En 2005, le scénariste Rick Jaffa tombe sur des articles de journaux parlant des comportements déviants de chimpanzés domestiques au sein de leur environnement humain. Les chimpanzés deviennent invariablement agressifs et attaquent soit leur propriétaire, soit une personne du voisinage. Ils sont ensuite retirés à leur propriétaire et finissent dans des refuges. Intrigué par le sujet, Rick Jaffa se met à parcourir plusieurs articles consacrés à la stimulation de l'intelligence chez les animaux par la génétique.
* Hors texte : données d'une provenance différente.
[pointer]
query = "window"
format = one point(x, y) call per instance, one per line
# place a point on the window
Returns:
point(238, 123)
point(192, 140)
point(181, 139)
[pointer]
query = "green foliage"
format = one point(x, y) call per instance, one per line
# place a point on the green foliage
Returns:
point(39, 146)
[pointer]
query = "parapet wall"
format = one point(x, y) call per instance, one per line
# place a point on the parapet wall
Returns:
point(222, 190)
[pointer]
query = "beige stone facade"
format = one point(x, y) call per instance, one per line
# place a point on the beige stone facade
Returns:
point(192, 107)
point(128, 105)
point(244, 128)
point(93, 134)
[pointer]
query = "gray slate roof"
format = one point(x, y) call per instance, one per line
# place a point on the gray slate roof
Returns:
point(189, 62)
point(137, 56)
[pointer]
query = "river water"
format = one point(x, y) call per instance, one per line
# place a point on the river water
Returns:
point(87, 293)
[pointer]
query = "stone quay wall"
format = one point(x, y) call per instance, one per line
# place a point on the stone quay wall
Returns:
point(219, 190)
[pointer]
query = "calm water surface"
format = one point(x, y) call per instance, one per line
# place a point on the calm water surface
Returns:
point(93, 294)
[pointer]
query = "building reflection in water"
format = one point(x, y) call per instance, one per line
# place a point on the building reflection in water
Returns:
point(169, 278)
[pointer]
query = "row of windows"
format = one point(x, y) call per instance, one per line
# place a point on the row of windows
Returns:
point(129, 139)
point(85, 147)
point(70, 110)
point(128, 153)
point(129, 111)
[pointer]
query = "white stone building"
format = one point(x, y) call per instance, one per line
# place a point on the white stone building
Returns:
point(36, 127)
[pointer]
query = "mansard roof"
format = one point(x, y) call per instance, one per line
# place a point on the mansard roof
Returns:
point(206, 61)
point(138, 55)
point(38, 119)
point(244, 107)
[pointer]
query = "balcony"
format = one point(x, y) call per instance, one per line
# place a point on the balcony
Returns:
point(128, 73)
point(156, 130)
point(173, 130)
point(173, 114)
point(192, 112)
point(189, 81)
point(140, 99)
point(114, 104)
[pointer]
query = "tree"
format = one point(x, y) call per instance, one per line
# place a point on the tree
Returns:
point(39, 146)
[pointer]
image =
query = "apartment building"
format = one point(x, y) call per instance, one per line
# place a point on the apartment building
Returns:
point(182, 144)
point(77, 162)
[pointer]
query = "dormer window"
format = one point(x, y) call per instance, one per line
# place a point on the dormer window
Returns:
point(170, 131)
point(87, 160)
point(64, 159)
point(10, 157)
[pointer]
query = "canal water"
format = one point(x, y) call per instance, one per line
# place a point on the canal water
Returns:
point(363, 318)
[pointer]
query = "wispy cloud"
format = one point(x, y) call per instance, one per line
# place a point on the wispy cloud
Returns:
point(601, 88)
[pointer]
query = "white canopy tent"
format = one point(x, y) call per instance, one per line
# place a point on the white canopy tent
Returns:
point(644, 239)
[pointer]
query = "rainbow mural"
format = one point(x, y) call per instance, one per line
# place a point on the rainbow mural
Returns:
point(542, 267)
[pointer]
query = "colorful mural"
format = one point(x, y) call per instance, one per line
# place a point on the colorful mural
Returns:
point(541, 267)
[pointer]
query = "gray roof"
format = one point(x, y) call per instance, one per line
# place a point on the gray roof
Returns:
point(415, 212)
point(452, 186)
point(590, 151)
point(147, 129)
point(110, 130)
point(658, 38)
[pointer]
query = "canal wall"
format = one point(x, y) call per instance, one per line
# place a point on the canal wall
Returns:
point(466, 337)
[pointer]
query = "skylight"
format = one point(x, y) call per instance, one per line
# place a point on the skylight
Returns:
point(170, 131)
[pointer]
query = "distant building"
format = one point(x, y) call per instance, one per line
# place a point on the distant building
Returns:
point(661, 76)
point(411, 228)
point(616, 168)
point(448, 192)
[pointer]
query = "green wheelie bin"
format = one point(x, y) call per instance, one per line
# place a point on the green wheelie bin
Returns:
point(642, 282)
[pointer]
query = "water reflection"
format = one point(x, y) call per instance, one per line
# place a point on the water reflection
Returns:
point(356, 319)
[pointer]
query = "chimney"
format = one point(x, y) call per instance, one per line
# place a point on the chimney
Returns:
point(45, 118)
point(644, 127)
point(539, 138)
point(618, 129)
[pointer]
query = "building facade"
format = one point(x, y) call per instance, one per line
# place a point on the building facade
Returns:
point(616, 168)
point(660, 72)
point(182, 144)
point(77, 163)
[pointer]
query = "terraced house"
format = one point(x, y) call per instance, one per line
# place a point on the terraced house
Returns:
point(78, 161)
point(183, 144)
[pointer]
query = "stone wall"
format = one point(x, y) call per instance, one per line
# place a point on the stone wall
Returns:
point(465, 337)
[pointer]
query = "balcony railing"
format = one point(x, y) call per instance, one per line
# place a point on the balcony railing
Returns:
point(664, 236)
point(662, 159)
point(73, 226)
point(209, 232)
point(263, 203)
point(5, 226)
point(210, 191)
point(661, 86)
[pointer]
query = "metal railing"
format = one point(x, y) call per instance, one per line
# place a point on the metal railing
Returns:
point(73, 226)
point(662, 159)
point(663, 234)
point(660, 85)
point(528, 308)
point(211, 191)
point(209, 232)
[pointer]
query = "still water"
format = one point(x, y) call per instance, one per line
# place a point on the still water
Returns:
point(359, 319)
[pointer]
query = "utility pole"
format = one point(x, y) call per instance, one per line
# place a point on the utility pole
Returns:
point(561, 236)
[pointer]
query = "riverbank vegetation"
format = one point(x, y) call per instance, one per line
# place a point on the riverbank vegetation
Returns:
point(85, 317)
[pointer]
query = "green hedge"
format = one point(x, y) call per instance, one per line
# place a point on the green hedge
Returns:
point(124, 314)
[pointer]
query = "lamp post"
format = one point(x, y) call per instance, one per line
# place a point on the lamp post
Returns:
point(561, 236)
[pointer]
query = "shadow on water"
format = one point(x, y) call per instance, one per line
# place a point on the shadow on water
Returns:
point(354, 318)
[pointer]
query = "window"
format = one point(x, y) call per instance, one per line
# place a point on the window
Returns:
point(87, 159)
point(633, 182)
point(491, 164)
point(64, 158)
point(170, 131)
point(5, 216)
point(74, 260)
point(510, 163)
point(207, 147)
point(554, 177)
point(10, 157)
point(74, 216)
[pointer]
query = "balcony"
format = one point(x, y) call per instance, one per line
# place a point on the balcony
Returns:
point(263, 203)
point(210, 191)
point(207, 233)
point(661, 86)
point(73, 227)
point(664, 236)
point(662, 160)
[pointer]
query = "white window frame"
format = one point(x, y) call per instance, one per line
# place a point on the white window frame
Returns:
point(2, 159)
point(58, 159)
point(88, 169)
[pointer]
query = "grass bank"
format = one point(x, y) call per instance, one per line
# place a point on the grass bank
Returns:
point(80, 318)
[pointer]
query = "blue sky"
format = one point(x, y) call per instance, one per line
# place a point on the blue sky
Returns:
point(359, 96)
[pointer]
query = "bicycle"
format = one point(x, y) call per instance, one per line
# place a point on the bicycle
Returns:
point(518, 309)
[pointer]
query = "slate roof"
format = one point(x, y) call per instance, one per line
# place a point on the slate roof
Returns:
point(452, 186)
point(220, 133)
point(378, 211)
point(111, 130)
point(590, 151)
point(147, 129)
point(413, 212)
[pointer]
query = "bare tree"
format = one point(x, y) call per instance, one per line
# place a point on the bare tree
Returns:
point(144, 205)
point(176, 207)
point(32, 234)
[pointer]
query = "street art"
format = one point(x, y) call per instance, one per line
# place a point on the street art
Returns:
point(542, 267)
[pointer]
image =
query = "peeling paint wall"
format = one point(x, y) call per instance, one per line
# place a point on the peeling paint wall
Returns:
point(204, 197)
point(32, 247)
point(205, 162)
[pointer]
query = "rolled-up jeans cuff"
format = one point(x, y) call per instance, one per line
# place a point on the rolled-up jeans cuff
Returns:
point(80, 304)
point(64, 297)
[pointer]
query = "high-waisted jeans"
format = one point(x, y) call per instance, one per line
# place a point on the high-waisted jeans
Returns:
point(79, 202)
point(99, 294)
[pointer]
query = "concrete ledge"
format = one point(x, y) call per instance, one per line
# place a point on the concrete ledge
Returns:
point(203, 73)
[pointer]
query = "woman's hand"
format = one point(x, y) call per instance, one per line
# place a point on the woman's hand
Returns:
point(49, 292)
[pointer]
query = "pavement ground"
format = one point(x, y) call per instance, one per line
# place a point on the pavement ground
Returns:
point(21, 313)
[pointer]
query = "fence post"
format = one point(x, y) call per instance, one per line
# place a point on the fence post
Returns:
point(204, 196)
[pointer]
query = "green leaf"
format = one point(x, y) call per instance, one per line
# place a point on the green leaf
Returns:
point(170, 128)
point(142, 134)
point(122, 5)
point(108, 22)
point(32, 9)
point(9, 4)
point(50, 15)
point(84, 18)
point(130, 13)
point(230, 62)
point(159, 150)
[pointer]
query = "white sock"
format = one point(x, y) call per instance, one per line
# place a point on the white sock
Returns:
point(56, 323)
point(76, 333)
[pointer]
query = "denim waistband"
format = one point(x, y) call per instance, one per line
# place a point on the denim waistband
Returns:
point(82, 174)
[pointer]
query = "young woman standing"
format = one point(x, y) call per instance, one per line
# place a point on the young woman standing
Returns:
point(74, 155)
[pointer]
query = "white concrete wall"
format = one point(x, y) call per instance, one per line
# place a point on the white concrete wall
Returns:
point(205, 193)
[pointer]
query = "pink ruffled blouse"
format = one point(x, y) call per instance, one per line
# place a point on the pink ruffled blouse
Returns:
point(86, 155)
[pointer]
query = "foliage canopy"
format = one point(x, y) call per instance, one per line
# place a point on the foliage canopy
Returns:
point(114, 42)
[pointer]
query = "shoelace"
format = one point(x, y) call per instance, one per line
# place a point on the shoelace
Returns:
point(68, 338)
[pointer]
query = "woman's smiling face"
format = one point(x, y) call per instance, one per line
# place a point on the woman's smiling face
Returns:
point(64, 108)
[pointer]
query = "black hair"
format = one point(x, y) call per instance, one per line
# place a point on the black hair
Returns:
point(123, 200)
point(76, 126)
Trouvant là une idée intéressante, il rédige avec son épouse Amanda Silver une ébauche mettant en scène ces éléments dans l'univers de la saga de La Planète des Singes. Le couple arrive alors à rédiger un scénario prequel du Planet of the Apes de 1968 et le nomme CAESAR, en référence au héros des troisième et quatrième films de la saga. Caesar est en effet dans la saga le premier chef des singes et le premier singe à avoir dit « No ! » à un humain. L'idée principale du scénario est donc de reprendre cette situation pour montrer comment les singes s'émancipent des hommes ainsi que les circonstances qui entraînent Caesar à crier son fameux « No ! ».

Tout naturellement, le couple propose le scénario au détenteur des droits de la franchise, le studio 20th Century Fox, avec qui il avait déjà collaboré. Les cadres du studio sont très intéressés et Hutch Parker, le président de la Fox, donne son feu vert. Le studio demande ensuite au couple de scénaristes d'améliorer le scénario. Durant les quatre années suivantes, Rick Jaffa et Amanda Silver écrivent une trentaine de versions différentes. Confiant dans le projet, Hutch Parker va choisir l’un des scénarios qui traite de la relecture de Conquest of the Planet of the Apes et la montée en puissance de Caesar.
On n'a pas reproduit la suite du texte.